Immaginavo d'incontrarla. Cos'avrei fatto? Come mi sarei rivolto a lei?
Mi eccitava l'idea di poter esibire subito la mia remissione. Di salutarla con un inchino, un baciamano. No, quando sognavo esageravo, non avevo pudore. In ginocchio, baciandole la punta della scarpa, così, avrei voluto salutarla, incurante di chi ci guardava.
Era solo un sogno, un'idea, qualcosa che non avrei potuto realizzare.
Lei lo sapeva. Forse non conosceva bene le ragioni, non poteva intuirle ed io non le avrei dette.
Un sogno. E che importava? In quel sogno lei mi possedeva. Poteva sapermi suo, più di chiunque altro, più di quanto le fosse mai capitato. Lo sapeva, lo sentiva ed era questo, il senso, l'essenza del sogno che condividevamo, di tutti quei pensieri che le confessavo, di cui lei sola, conosceva le sfumature, i dettagli.
Possedeva i miei segreti, i miei sogni. Ed io ero sempre lì, steso sotto i suoi piedi, mentre lei snocciolava e gustava le mie parole, ed entrambi godevamo delle infinite possibilità, del suo ergersi vittoriosa, della mia umiltà e remissione che amava celebrare la sua gloria.

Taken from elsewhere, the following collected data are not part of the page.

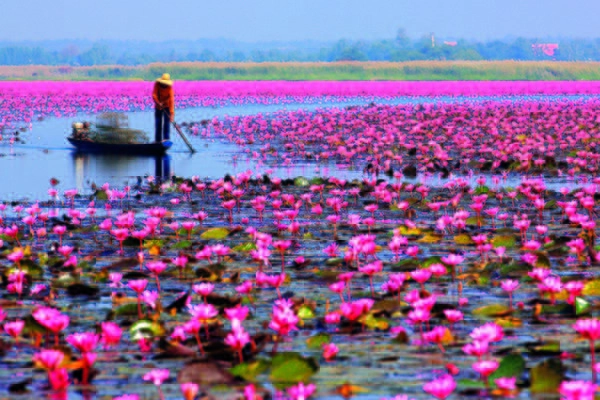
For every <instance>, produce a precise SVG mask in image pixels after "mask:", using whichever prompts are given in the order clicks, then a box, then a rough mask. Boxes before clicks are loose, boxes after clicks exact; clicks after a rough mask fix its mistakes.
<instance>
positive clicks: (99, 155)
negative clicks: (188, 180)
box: [72, 152, 172, 192]
mask: <svg viewBox="0 0 600 400" xmlns="http://www.w3.org/2000/svg"><path fill="white" fill-rule="evenodd" d="M72 156H73V171H74V174H75V183H76V186H77V189H78V190H79V191H80V192H83V191H85V190H86V189H89V186H90V184H91V183H92V182H96V183H99V180H102V179H105V178H107V177H112V178H115V177H116V178H117V179H118V177H124V178H134V177H138V182H137V183H138V184H140V183H141V182H140V180H141V177H142V176H145V175H148V174H149V173H150V172H151V171H149V170H148V160H149V159H152V161H153V163H154V178H155V180H156V181H157V183H159V184H160V183H164V182H167V181H168V180H170V179H171V176H172V171H171V156H169V155H168V154H165V155H161V156H128V155H118V154H94V153H80V152H74V153H73V154H72ZM118 181H119V180H117V182H118Z"/></svg>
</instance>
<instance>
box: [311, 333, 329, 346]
mask: <svg viewBox="0 0 600 400" xmlns="http://www.w3.org/2000/svg"><path fill="white" fill-rule="evenodd" d="M329 342H331V336H330V335H328V334H327V333H317V334H316V335H314V336H311V337H309V338H308V339H306V346H307V347H308V348H309V349H311V350H321V349H322V348H323V345H325V344H327V343H329Z"/></svg>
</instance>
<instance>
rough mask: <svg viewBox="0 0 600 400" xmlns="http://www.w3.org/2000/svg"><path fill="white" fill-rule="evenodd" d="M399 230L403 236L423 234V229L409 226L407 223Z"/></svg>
mask: <svg viewBox="0 0 600 400" xmlns="http://www.w3.org/2000/svg"><path fill="white" fill-rule="evenodd" d="M398 231H399V232H400V234H401V235H402V236H419V235H420V234H421V230H420V229H419V228H409V227H407V226H405V225H402V226H400V227H399V228H398Z"/></svg>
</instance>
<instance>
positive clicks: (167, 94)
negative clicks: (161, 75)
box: [152, 82, 175, 117]
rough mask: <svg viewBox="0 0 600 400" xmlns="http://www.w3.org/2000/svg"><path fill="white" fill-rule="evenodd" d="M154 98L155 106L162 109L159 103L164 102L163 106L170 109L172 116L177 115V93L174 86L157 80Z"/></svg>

Io, vinto dai suoi piedi, sotto i suoi piedi mi sentivo un vincitore. E quanto più grande era il suo trionfo, tanto più nobile era la mia sottomissione.
Quel sogno, il mio giacere sotto di lei, era diventata una necessità. Mi aveva riconosciuto come suo schiavo e, come tale, mi aveva marchiato. In alcun modo, io potevo cessare di rivolgermi a lei, di vagheggiarla come mia Signora e Padrona.
Sul mio volto, in ogni istante, anche quando fingevo di dimenticarla, era sempre presente l'ombra del suo piede.
Non sarebbe più andato via. Era il sigillo che custodiva i miei pensieri più intimi a veri, quelli su cui lei aveva danzato, che aveva accolto e nutrito con la misericordia del suo riso.